La Coridh ordenó al Estado mexicano investigar y sancionar a los responsables de la desaparición de Radilla, así como buscar y presentar información sobre su paradero. También exigió la creación de un registro nacional de personas desaparecidas y la implementación de medidas para evitar que hechos similares ocurran en el futuro. La sentencia fue un reconocimiento a la lucha de la familia Radilla y un llamado a la justicia para las víctimas de la represión.

El Rol de la Suprema Corte de Justicia de la Nación

La decisión de la SCJN de atraer o no el caso Radilla reviste una gran importancia. Si la Corte decide atraerlo, podría implicar una revisión profunda de las acciones y omisiones del Estado mexicano en relación con este caso y, potencialmente, sentar un precedente para otros casos similares de violaciones graves a los derechos humanos ocurridos durante la "guerra sucia".

Históricamente, la SCJN ha tenido un papel complejo en la aplicación de los derechos humanos. Si bien ha habido avances significativos en la incorporación de tratados internacionales y en la protección de garantías fundamentales, casos como el de Radilla ponen a prueba la voluntad del máximo tribunal del país para confrontar las atrocidades del pasado y asegurar que la justicia prevalezca.

La "guerra sucia" en México abarcó un periodo de intensa represión política, donde miles de personas fueron detenidas, torturadas, desaparecidas o asesinadas por motivos políticos. El Estado mexicano, a través de sus fuerzas de seguridad, implementó estrategias de contrainsurgencia que resultaron en graves violaciones a los derechos humanos. La falta de justicia y la impunidad han sido características persistentes de este periodo, lo que ha generado un profundo resentimiento y desconfianza en las instituciones.

La Lucha por la Verdad y la Justicia

La familia Radilla, junto con organizaciones de la sociedad civil y organismos de derechos humanos, ha mantenido viva la exigencia de justicia y verdad. Su perseverancia ha sido fundamental para mantener el caso en la agenda pública y para presionar a las autoridades a cumplir con las obligaciones internacionales contraídas por el Estado mexicano.

La posible intervención de la SCJN en el caso Radilla podría ser vista como una oportunidad para que el Poder Judicial mexicano demuestre su compromiso con la justicia y los derechos humanos, y para que el país avance en el proceso de reconciliación y memoria histórica. La decisión que tome la Corte este lunes será observada de cerca por activistas, familiares de víctimas y la sociedad en general, quienes esperan que se haga justicia en uno de los casos más emblemáticos de la historia reciente de México.
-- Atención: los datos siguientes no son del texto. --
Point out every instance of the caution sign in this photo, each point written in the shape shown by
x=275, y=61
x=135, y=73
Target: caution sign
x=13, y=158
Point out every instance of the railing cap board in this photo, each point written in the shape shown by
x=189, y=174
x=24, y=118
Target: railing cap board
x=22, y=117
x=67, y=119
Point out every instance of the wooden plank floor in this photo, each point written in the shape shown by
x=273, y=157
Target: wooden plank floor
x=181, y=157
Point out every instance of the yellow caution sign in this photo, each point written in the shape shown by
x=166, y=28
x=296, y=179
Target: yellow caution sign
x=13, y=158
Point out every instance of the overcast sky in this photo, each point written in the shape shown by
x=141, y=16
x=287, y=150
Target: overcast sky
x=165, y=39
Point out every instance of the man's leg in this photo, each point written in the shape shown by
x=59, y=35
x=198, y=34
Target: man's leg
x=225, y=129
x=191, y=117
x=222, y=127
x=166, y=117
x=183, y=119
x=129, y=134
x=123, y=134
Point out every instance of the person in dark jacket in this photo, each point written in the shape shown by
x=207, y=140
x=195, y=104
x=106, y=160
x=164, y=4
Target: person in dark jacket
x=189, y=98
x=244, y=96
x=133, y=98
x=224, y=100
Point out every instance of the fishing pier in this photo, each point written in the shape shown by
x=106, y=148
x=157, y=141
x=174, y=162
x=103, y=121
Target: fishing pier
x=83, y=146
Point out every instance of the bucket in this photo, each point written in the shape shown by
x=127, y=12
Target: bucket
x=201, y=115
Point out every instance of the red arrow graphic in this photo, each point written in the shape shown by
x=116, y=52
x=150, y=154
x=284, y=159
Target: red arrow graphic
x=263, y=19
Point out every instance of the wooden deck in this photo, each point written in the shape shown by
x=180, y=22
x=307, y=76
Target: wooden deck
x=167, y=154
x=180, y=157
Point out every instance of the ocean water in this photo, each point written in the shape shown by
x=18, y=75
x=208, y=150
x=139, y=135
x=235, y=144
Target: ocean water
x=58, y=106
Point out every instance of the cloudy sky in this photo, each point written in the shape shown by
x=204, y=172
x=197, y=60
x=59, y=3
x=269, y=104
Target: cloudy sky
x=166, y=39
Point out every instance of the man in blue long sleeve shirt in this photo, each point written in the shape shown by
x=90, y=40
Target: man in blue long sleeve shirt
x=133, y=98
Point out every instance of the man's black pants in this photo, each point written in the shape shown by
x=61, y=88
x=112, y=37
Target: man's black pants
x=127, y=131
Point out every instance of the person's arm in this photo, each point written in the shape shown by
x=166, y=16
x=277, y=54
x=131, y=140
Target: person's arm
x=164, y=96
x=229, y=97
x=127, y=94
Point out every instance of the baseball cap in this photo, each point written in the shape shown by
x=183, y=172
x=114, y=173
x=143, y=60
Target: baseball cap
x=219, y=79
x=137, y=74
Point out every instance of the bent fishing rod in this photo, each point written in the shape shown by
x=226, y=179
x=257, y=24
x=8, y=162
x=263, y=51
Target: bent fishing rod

En contexto, la "guerra sucia" fue un periodo donde el Estado mexicano utilizó métodos ilegales y violentos para combatir a grupos guerrilleros y disidentes. Esto incluyó secuestros, tortura, ejecuciones extrajudiciales y desapariciones forzadas. La falta de transparencia y la complicidad de algunas instituciones han dificultado la investigación y sanción de los responsables, dejando un legado de impunidad que aún hoy afecta a la sociedad mexicana.

La sentencia de la Coridh en 2009 fue un llamado de atención internacional sobre la necesidad de que México enfrente su pasado y garantice la no repetición de estas violaciones. La decisión de la SCJN sobre si atrae el caso Radilla será un indicador de cómo el país está abordando estas deudas históricas y su compromiso con la justicia.